Alptraumhafter Start der zweiten Mannschaft

Sonntag, 21. Oktober 2018

Nordhessenliga
Sfr. Korbach-1 vs. SAbt. TG Wehlheiden-2: 7.5:0.5

Im mit 79 Spielern und 1 Spielerin vollbesetzten Soldatenheim zu Fritzlar fing sich unsere Zweite die erwartete Klatsche gegen den Aufstiegsfavoriten aus Korbach ein. Die Waldecker waren uns an fast allen Brettern nicht nur DWZ-mäßig, sondern auch real haushoch überlegen. Thomas (gegen den USA-Rückkehrer Rolf „Poldi“ Habermann) und Rocky (gegen Lucas Münnich, einen starken Jugendlichen) legten nach 45 Minuten ihre Könige um, Frank (gegen Sf Shkolnyk) nach zwei Stunden und einer dreizügigen Fehlkombination im Endspiel. Es folgten um 16:45 Uhr Berthold (Gegner Sf Lages) mit Minderfigur und schlechterer Stellung und Peter, der sich von Sf Naujocks mattsetzen ließ.

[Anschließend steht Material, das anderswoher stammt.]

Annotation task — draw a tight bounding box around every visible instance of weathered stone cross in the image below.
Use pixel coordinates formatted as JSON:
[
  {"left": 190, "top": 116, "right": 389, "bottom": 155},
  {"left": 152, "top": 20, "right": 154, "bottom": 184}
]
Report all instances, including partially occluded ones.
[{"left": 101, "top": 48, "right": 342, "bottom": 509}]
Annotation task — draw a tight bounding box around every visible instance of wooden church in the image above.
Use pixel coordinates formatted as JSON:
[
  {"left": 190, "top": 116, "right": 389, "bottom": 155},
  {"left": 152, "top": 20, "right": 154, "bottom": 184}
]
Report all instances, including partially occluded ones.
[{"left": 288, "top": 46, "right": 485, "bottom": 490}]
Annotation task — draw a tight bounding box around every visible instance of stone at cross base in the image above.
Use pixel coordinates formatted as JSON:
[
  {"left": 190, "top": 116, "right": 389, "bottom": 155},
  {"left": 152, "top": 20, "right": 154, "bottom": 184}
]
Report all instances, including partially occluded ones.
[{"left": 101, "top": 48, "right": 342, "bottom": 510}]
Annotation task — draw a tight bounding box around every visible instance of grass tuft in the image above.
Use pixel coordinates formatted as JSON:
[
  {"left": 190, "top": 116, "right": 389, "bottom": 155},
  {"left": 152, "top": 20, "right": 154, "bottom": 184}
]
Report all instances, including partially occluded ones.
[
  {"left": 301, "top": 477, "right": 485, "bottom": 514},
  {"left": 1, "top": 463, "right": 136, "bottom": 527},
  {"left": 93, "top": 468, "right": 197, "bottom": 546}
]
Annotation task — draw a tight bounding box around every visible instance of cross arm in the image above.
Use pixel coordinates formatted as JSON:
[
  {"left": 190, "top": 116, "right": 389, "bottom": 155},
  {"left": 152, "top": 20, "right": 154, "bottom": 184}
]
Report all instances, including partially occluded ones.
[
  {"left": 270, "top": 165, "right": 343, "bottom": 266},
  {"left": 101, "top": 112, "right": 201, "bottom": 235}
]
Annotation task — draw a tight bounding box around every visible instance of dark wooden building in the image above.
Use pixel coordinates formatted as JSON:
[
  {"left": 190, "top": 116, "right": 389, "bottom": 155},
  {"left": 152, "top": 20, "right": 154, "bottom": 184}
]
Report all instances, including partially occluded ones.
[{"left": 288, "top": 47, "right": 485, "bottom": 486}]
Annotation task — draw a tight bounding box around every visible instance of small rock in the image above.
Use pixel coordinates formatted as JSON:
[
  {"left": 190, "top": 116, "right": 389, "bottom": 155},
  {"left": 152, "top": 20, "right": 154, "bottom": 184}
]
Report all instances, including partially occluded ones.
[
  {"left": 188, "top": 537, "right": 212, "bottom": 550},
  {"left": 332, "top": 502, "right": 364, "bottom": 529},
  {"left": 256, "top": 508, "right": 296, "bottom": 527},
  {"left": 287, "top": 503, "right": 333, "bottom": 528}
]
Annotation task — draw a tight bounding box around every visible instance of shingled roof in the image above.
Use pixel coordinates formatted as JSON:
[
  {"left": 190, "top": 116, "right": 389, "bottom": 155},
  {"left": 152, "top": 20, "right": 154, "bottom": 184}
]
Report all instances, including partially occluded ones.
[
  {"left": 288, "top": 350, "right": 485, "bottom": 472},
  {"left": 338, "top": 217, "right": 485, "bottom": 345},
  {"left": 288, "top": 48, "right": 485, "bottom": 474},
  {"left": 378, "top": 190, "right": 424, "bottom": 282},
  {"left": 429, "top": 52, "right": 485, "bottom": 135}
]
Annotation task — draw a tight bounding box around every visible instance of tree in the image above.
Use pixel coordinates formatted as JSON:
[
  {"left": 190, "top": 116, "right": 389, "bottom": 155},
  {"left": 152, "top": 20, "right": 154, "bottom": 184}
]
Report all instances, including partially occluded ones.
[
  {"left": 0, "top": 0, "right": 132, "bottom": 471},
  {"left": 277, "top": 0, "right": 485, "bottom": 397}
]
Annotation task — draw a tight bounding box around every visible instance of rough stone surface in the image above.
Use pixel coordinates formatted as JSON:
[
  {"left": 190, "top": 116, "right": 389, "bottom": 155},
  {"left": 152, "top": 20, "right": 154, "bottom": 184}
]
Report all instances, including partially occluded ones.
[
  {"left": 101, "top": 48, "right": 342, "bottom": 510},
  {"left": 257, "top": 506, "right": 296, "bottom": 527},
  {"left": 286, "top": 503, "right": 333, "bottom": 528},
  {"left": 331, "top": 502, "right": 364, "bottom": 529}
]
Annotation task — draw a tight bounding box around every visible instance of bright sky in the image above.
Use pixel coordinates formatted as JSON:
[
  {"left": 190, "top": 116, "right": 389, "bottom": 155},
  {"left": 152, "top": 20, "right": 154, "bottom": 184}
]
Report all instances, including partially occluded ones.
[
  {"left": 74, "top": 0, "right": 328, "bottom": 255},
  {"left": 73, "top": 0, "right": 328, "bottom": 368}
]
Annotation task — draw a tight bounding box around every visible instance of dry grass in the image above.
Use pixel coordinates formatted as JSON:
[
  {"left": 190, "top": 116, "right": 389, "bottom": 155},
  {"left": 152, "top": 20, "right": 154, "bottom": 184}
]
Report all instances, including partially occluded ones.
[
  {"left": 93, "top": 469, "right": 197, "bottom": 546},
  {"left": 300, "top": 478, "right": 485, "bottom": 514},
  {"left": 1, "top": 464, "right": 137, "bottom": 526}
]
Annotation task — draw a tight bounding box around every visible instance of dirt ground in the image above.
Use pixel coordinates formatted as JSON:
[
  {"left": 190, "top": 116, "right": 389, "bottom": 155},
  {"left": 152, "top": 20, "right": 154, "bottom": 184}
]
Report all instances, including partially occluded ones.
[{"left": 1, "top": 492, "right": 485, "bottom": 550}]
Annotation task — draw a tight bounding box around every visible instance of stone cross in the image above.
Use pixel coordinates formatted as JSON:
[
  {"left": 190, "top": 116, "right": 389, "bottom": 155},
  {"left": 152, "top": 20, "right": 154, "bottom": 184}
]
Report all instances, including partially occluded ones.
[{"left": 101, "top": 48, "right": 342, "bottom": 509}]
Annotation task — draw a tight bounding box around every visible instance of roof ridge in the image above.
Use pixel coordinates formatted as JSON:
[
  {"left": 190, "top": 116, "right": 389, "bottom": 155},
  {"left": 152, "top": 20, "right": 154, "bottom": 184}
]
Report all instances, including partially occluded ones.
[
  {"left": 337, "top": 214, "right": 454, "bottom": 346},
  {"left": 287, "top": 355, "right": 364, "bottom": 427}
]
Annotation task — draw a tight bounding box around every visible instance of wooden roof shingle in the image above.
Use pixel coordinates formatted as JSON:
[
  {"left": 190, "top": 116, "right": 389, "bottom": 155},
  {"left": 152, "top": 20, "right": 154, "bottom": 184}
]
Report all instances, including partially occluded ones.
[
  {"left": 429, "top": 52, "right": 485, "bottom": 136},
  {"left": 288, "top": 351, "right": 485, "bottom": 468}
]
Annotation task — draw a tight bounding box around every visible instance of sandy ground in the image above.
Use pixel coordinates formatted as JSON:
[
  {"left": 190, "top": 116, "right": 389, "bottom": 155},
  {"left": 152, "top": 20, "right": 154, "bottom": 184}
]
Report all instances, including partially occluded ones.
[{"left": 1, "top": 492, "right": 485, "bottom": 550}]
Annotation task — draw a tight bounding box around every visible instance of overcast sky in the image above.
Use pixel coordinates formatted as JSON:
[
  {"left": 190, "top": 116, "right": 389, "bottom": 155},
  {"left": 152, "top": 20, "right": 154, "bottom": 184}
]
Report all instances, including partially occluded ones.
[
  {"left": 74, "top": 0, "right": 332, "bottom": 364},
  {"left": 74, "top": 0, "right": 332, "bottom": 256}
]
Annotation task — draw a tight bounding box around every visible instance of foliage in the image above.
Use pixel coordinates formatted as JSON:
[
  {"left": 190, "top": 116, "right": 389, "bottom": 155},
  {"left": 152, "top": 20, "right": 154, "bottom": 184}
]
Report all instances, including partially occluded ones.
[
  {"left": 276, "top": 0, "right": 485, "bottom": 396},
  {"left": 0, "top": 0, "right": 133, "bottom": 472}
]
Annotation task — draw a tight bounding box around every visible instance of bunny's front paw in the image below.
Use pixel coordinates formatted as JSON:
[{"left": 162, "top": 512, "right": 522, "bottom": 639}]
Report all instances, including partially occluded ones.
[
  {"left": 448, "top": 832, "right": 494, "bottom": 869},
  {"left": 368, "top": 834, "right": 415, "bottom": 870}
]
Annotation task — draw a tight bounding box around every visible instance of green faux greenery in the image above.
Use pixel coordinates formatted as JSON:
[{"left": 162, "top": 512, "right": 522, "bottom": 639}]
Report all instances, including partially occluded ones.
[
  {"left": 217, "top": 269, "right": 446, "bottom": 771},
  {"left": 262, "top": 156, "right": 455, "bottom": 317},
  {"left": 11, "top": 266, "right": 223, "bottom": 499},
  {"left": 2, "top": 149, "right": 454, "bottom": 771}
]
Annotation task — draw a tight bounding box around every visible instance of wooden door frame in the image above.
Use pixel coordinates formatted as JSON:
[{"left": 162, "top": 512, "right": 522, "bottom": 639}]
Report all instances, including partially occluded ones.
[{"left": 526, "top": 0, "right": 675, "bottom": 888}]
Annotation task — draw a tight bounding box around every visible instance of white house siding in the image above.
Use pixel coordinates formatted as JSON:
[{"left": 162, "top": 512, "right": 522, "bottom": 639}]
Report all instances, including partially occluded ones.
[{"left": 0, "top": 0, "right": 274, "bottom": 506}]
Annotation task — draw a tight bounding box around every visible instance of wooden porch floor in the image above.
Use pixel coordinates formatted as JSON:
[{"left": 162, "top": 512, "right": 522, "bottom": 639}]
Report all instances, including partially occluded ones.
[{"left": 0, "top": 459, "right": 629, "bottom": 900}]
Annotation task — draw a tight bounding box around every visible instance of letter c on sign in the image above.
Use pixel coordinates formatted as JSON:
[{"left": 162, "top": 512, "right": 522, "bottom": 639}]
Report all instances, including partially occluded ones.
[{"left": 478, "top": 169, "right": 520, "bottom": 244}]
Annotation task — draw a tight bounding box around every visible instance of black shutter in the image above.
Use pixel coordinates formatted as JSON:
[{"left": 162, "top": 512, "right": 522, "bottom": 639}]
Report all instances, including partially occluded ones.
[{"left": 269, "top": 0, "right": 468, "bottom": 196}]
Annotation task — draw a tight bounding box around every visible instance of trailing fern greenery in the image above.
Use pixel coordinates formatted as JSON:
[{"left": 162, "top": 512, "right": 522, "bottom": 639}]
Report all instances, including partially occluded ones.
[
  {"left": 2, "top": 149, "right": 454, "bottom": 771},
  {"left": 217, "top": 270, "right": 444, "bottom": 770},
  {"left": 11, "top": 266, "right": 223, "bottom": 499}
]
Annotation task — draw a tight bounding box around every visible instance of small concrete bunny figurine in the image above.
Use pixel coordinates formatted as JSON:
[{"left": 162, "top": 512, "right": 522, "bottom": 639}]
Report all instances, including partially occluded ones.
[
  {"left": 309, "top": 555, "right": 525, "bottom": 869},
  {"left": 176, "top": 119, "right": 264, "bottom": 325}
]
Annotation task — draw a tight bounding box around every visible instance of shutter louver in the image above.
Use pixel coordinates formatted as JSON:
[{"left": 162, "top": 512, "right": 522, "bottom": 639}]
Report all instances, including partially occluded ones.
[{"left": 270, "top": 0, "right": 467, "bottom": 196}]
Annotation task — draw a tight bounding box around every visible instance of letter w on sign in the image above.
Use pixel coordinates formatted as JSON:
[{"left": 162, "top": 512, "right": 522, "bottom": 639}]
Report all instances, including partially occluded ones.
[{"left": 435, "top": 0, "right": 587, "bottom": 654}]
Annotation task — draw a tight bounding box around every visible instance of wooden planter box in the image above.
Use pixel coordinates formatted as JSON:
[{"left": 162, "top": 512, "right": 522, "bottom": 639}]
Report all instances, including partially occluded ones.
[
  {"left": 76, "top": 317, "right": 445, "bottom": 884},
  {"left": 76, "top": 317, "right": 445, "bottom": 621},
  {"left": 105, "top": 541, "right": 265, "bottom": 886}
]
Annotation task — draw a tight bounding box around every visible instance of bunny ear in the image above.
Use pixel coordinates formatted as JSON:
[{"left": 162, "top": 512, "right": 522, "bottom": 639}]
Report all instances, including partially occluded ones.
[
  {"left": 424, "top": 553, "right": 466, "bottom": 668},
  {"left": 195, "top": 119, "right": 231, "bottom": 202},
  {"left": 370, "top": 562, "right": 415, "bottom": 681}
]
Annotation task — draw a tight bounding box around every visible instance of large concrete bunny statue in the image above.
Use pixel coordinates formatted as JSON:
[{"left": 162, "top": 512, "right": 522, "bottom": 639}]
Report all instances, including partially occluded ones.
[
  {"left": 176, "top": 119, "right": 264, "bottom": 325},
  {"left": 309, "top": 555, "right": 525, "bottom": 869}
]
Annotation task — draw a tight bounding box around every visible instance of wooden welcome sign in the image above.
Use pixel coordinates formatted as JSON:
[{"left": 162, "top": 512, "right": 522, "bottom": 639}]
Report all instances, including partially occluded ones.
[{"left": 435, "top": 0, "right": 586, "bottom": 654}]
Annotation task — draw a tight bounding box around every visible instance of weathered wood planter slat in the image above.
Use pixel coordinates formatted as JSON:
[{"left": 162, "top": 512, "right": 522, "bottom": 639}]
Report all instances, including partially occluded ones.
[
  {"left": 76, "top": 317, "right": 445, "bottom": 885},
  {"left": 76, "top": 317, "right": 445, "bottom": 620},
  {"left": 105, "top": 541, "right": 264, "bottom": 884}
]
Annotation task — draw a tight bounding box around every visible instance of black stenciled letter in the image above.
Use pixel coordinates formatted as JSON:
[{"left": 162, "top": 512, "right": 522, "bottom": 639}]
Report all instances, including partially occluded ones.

Die hinteren Bretter. Links Berhold, dahinter Thomas, Peter und „Rocky“. Rechts Rolf „Poldi“ Habermann, dahinter Lucas Münnich.

Um 17:35 Uhr hatte auch Uwe mit Minderfigur keine Chancen mehr und gab gegen Sf Zioltkowski auf. Zwischenstand: Korbach 6. TGW Null.

Die ersten 3 Bretter: links vorne Michael Mertens, dahinter Uwe und Heidi.

Unser Neuzugang Heidi zeigte an Brett 3 ihre Landesklassen-Routine und wenig Respekt vor ihrem knapp 400 Punkte stärkeren Gegner Schumacher: Sie erzielte das einzige Remis und rettete damit unsere Ehre! Stark. Michael an Brett stand sehr gut gegen Sf. Neumark, verlor dann aber irgendwie im Endspiel.

Fazit: aufstehen, Krone richten und auf den nächsten Gegner konzentrieren!

Bericht: Frank-Georg Huneck.

 

1 comment to Alptraumhafter Start der zweiten Mannschaft

  • KHS

    Lieber Frank(-Georg),
    immer wieder gern gelesen, deine aktuellen, erfrischend vorgetragenen Berichte.

    Aber Halt, war der Autor nicht selbst „brettpunktfrei“ der Hinrichtung zum Opfer gefallen?
    (Einmal F.-G., immer F.-G.!) Jedenfalls konnte Boris sich dank seines raschen Sieges endlich in aller Ruhe seinen Glimmstengeln widmen und Rolf mit dem Schreiber dieser Zeilen an der Theke (bei Kaffee bzw. Cola) von alten (Ingo-)Zeiten schwärmen.
    Meines Erachtens gelang die Ehrenrettung der einzigen Frau im Saal vor allem wegen ihrer fundierten Endspielkenntnisse (ehemals erworben auf dem Weg zur DDR-Vizemeisterin?), die ich selbst in jener legendären Partie beim Vellmar Open 2015 in Kombination mit der erwähnten Respektlosigkeit erfahren durfte.